Astronomers have obtained some intriguing photos of Kleopatra, a dog-bone-shaped asteroid circling between Mars and Jupiter. It is a 168-mile-long asteroid nicknamed the “dog-bone” due to its odd shape. The most recent observations provide new information about the object’s shape, its dangerous spin, and how its moons are likely formed.
In addition to its odd shape, it is home to two small moons. Kleopatra is spinning so fast along its axis that it is on the verge of collapsing. In fact, the presence of its two moons, AlexHelios and CleoSelene, may be explained by the planet’s high rotation rate.
For approximately two decades, we have known about this unbelievable cosmic feature, but scientists are now getting the detailed images we have seen. This helps us understand Kleopatra’s formation, and the results show that the moons were made from the material of bone asteroid.
“Kleopatra is truly a unique body in our Solar System,” said astronomer Franck Marchis of the SETI Institute and the Laboratoire d’Astrophysique de Marseille in France.
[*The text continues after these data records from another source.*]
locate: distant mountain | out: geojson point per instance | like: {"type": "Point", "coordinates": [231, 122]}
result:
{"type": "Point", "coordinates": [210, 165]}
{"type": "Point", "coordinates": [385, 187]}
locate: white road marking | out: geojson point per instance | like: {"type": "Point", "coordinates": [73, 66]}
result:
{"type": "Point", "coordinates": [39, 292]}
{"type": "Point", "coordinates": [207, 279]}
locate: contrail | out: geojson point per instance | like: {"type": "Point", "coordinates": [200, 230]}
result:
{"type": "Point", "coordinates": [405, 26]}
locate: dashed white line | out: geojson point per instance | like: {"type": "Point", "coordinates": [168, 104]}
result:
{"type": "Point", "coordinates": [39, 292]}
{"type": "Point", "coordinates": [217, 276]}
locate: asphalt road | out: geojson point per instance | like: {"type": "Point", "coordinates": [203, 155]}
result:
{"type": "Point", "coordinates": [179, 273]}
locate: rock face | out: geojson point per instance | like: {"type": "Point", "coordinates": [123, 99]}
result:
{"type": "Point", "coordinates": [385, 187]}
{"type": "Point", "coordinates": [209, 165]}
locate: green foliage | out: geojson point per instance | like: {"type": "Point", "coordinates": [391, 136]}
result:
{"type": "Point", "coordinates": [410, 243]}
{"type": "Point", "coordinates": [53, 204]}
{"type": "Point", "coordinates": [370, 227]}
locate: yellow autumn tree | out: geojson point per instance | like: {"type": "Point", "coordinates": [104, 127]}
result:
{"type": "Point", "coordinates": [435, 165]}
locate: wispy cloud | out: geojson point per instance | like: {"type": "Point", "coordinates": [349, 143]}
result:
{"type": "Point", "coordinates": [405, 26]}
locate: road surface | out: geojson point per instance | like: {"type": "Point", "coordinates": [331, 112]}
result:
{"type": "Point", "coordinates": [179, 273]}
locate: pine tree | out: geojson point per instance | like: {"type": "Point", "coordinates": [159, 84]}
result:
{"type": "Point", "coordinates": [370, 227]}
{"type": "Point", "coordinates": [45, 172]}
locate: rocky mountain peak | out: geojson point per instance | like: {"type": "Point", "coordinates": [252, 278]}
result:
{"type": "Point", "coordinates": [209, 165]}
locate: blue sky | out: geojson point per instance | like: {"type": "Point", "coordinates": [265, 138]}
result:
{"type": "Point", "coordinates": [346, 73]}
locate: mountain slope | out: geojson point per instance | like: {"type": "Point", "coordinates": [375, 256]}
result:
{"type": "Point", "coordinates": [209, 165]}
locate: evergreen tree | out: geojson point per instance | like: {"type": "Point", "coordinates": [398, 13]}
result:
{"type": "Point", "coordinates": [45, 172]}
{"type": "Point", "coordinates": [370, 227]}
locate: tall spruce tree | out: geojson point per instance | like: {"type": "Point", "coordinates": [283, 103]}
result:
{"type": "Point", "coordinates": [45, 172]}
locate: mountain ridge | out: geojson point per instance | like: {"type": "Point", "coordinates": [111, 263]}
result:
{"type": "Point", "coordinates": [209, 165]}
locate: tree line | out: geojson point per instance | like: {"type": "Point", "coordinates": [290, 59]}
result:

“Science makes a lot of progress thanks to the study of weird outliers. I think Kleopatra is one of those, and understanding this complex, multiple asteroid system can help us learn more about our Solar System.”
Astronomers used new photos of Cleopatra in two pieces of research published in Astronomy & Astrophysics to achieve a more exact set of measurement constraints for the asteroid, developed a new 3D model, and defined the orbits of Alex Helios and CleoSelen correctly.
The research was conducted with observations from the SPHERE instrument, connected with the Very Large Telescope of the European Southern Observatory in Chile. As a result, the researchers could get photographs from multiple angles while Cleopatra plummeted through space.
According to calculations, Kleopatra is around 270 kilometres (168 miles) long, with one of its dumbbell lobes larger, linked by a thick neck. The researchers were subsequently able to compute Kleopatra’s volume using the newly stated dimensions.
Meanwhile, AlexHelios and CleoSelene’s orbits were sought by a second team. This is important because orbits are confined by the gravitational field they move in and are correlated with the masses of the system.
“This had to be resolved because if the moons’ orbits were wrong, everything was wrong, including the mass of Kleopatra,” explained astronomer Miroslav Brož of Charles University in Czechia.
The team was able to define the moons’ orbits more accurately than before via new observations combined with mathematical modelling. The computation of Kleopatra mass was revised, resulting in a further 2.97 x 1018 kg considerably lower than prior calculations, resulting in a volume of 4.64 x 1018 kg. Marchis and his colleagues determined Cleopatra’s density using Brož’s research. The density of the asteroid was relatively low, given that Cleopatra was rich in metal.
This tells about Kleopatra’s formation. First, the low density means the asteroid is a loosely hanging “rubble pile” of rock pieces. Such rubble piles are developed when the material is pushed away from a parent body during a massive collision and gradually reassembles over time.
The asteroid rotates at a quicker rate of about 5.4 hours. Because of the asteroid’s critical spin, effective gravity at the equator is minimal, and material in this region may be rising away from it.
If this is valid, it explains how AlexHelios and CleoSelene formed. If material is being removed from Kleopatra, it might have gathered in orbit and formed the moons, making them the asteroid’s children.
The two papers have been published in Astronomy & Astrophysics.